This week, Pepsi released a protest inspired advertisement that starred Kendall Jenner of the infamous Kardashian family. The advertisement showed Jenner ditching conventionality by tossing a blonde wig and goth lipstick to join protestors on the street. Upon joining these protesters, Jenner offers a stoic police officer a can of Pepsi and the world lives happily ever after. Pepsi proved quite germane in casting Jenner of the culture appropriating Kardashian Klan to star in a video where the protest culture is appropriated to not only sell a beverage, but to sell the white female body as a unifying force.

I personally always thought Pepsi looked too much like a cop car with the red, white and blue colors seen in the flag that waved in the same wind that blew over the lacerations on the backs of enslaved Africans, and the cop cars that have stalked our communities for decades. Yet, the corporation’s resemblance to these principles is commonly veiled in what many perceive as support for the disenfranchised. In the past, where Coca Cola perpetuated stereotypes of blacks, Pepsi featured advertisements of Howard students to illustrate black promise and ability. To many, this seemed a noble gesture on Pepsi’s behalf. However the 1950s and1960s were turbulent decades for the black body, and these depictions, while pretty, oversimplified the ugliness and devastation that plagued quotidian black life.

Similarly, where Coca Cola displayed a cartoon version of Mammy in their advertisements, Pepsi used a racially ambiguous lead to sell their beverage. Decades later, blacks would watch as Beyonce advertised for the product as a means for the company to appear inclusive. This attempt of inclusivity functioned solely in the interest of a company that did not so much desire black people as they desired black money. It is ignorance and a deeply embedded insecurity that prompts blacks to embrace a black face advertising white products. These corporations exploit this insecurity as a means to foment their own capitalistic agenda, a pattern to which the black collective is far too often the victim.

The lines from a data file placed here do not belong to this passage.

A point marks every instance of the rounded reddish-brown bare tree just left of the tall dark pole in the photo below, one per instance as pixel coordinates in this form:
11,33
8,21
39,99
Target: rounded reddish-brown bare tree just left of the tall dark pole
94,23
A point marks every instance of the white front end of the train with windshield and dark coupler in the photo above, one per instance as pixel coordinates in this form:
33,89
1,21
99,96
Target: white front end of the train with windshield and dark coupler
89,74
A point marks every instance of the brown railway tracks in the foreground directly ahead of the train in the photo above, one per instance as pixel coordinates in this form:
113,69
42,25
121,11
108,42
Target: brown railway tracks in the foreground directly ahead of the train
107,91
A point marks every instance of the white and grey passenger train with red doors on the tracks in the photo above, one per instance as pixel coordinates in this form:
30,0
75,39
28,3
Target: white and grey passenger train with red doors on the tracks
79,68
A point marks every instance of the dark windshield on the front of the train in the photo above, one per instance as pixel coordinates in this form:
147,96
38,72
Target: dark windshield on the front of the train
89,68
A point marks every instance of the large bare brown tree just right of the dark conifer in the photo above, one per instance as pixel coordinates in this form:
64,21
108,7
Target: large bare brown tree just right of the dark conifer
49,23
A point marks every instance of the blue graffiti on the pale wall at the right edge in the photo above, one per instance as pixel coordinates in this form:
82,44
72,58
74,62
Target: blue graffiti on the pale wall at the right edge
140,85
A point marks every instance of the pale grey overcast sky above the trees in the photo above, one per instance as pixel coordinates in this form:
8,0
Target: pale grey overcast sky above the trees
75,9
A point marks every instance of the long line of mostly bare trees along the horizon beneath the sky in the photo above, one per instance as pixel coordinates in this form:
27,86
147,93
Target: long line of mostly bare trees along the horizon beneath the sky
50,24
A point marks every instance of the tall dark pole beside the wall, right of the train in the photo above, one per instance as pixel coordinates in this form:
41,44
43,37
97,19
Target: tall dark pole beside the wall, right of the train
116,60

Moreover, this most recent Pepsi ad is a page out of an old textbook. The advertisement depicts what they think we as a polarized nation want to see. This of course conveniently overlooks that our current polarized climate is as American as apple pie. Unity means having a white central figure act as the savior of all humanity. This gesture works to negate the contentious interpretation of the Adam and Eve story where the female body is blamed for the downfall of humanity. Thus, the commercial does not speak on Black issues as much as it functions to assert a feminist agenda. The assertion of the feminist agenda had become a central and aggressive component of contemporary culture implemented to suggest that the white female body is the mother of humanity and thereby the sole source able to unify the masses. However, asserting the feminine agenda does not work to unite the masses. Instead this works to issue obscurity to all other social issues, namely issues pertaining to the black collective.

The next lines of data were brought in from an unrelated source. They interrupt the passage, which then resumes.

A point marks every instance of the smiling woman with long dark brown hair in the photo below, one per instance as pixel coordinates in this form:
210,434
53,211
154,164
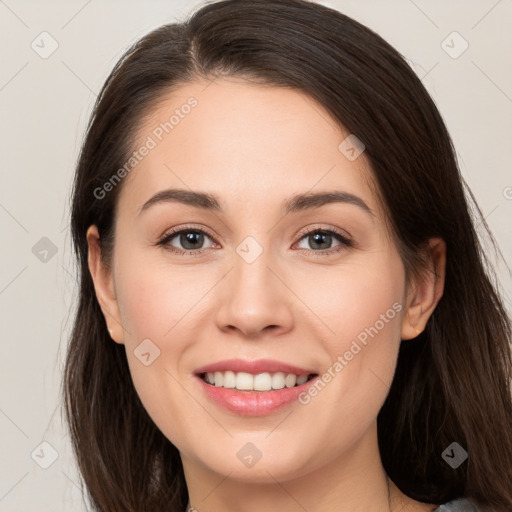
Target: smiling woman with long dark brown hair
221,359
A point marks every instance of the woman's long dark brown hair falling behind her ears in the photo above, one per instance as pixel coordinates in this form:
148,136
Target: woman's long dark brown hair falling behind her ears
452,383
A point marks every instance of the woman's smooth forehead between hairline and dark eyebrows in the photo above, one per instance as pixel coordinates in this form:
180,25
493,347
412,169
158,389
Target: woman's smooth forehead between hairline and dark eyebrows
241,139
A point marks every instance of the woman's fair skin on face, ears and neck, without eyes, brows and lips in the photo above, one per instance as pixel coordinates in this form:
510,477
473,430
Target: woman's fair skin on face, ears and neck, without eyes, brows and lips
255,146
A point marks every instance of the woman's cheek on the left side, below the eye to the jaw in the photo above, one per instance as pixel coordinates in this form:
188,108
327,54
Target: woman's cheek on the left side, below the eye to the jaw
159,303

Based on what viewers see in this Pepsi ad, the thousands of black bodies that face humiliation, objectification, prejudice and death should seek aid from Kendall Jenner or other white woman. This claim is blasphemous, as any conscious member of the black community can bear witness to the outspoken members of the feminist party who magically become mimes when issues pertaining to the systemic disenfranchisement cast onto black bodies surface. Seeking aid from white women will only result in black bodies being denied entry from a house they aid in building and thus should be avoided as all cost.

Unity sounds nice and looks even better. Unity is also incompatible with a country founded on division, and false supremacy. Thus, while Pepsi may have pulled the commercial, it is doubtful that they conceptualize the true detriment of their deeds.

Illustrating Pepsi as an olive branch to societal conflict is a move the company has used for decades. While certainly self-congradualatory, this gesture also functions to oversimplify the complexities of our world as solved by a tangible object.

Pepsi is not capable of solving racism any more than it is capable of properly hydrating the human body. One cop can not cure a corrupt force as the force represents an unbalanced system that nurtures the same mind who conceived this commercial–an idea the creator surely felt was innovative.  To believe that this commercial or any form of feminist media is anything other than complicit to the foundation of white supremacy is to operate in the oblivion necessary to maintain the stagnancy of the oppressed  and the comfort of the oppressors seated firmly on our backs.